Predictors of Emergency Caesarean Births to Low-Risk Migrant Women
Background
The high number of caesareans performed in High Income Countries (HICs) is of concern due to associated risks. Recommendations to reduce caesarean rates include preventing emergency caesareans among low-risk women (i.e., vertex, singleton, term pregnancies). Pregnant migrant women from low or middle income countries (LMICs) may face conditions that exacerbate childbearing and delivery health risks.
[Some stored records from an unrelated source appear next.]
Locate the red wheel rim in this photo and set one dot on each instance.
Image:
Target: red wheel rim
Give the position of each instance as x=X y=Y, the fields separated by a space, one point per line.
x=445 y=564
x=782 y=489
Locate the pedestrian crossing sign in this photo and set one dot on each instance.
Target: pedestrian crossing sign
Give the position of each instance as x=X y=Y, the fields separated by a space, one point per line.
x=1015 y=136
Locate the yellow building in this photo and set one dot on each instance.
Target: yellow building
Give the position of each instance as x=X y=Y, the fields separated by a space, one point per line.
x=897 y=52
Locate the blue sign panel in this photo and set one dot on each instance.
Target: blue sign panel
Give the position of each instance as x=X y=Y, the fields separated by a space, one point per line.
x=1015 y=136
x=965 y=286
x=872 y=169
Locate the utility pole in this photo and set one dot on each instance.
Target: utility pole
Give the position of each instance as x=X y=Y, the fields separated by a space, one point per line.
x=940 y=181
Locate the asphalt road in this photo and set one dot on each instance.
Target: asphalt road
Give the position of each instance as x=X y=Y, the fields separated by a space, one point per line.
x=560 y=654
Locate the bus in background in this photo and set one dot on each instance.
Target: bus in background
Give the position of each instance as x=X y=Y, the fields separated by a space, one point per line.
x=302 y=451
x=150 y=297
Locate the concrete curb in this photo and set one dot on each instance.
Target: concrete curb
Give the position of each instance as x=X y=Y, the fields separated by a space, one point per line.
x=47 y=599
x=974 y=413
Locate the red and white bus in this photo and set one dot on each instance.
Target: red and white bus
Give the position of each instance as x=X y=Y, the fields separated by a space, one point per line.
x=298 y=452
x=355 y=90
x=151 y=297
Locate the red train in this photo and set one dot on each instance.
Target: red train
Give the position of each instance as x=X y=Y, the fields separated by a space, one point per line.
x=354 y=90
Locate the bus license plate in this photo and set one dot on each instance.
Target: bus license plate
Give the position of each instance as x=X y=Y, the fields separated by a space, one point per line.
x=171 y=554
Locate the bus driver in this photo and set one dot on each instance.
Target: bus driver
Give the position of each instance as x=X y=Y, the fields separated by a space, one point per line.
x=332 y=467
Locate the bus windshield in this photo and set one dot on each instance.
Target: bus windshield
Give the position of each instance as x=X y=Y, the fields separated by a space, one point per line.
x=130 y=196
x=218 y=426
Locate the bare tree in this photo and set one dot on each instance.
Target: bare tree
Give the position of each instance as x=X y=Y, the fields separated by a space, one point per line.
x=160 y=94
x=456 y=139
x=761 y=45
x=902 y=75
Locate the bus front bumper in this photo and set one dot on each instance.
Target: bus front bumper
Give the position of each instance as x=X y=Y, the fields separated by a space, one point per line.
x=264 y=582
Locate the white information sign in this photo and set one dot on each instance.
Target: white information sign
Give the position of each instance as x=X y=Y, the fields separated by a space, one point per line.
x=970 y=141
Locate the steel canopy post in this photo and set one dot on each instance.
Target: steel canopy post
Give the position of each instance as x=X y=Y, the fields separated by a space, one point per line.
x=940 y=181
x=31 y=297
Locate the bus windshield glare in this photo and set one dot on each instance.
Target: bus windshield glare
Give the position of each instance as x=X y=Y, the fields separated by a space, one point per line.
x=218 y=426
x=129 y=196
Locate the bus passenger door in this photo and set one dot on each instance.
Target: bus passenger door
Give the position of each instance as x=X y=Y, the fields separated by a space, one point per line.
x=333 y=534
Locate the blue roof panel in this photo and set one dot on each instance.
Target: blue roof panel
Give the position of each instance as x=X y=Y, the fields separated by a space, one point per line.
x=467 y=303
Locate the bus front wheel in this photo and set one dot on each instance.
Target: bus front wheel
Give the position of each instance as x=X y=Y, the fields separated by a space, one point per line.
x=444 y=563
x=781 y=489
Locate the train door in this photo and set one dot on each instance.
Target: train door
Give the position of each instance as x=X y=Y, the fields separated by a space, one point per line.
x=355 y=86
The objective of this study was to identify medical, migration, social and health service predictors associated with emergency caesareans in low-risk migrant women from LMICs.
Methods
Using a case-control research design, migrant women from LMICs, and living in Canada ≤ 8 years were recruited from the postpartum units of three hospitals in a major urban Canadian city between March 2014 and January 2015. Data were collected from medical records and by administration of the Migrant-Friendly Maternity Care questionnaire (available in 8 languages). Low risk women who delivered by emergency caesarean for discretionary indications (cases) or vaginally (controls) were included in analyses. Multi-variable logistic regression was performed to identify predictors of emergency caesarean.
Results
233 cases and 1615 controls were analyzed. Predictors of emergency caesarean were: pre-pregnancy BMI ≥ 25 and/or excessive pregnancy weight gain (OR = 1.49, 95% CI 1.02-2.13), poor maternal health (OR = 1.38, 95% CI 0.95-1.98), admission to birthing centre < 4 cm dilated (OR = 6.48, 95% CI 3.50-12.01), maternal region of birth Sub-Saharan African/Caribbean (OR = 2.39, 95% CI 0.95-5.99), and length of time in Canada < 2 years (OR = 2.04, 95% CI 1.04-4.03). Among women < 2 years in Canada, gestational diabetes and/or hypertension (OR = 2.07, 95% CI 0.98-4.35), having a humanitarian migration classification (OR = 4.48, 95%CI 1.21-16.49), and admission to the birthing centre < 4 cm dilated (OR = 7.43, 95% CI 3.04-18.18) were important predictors.
Conclusion
There are important migration, medical, and health service predictors of emergency caesareans to migrant women from LMICs.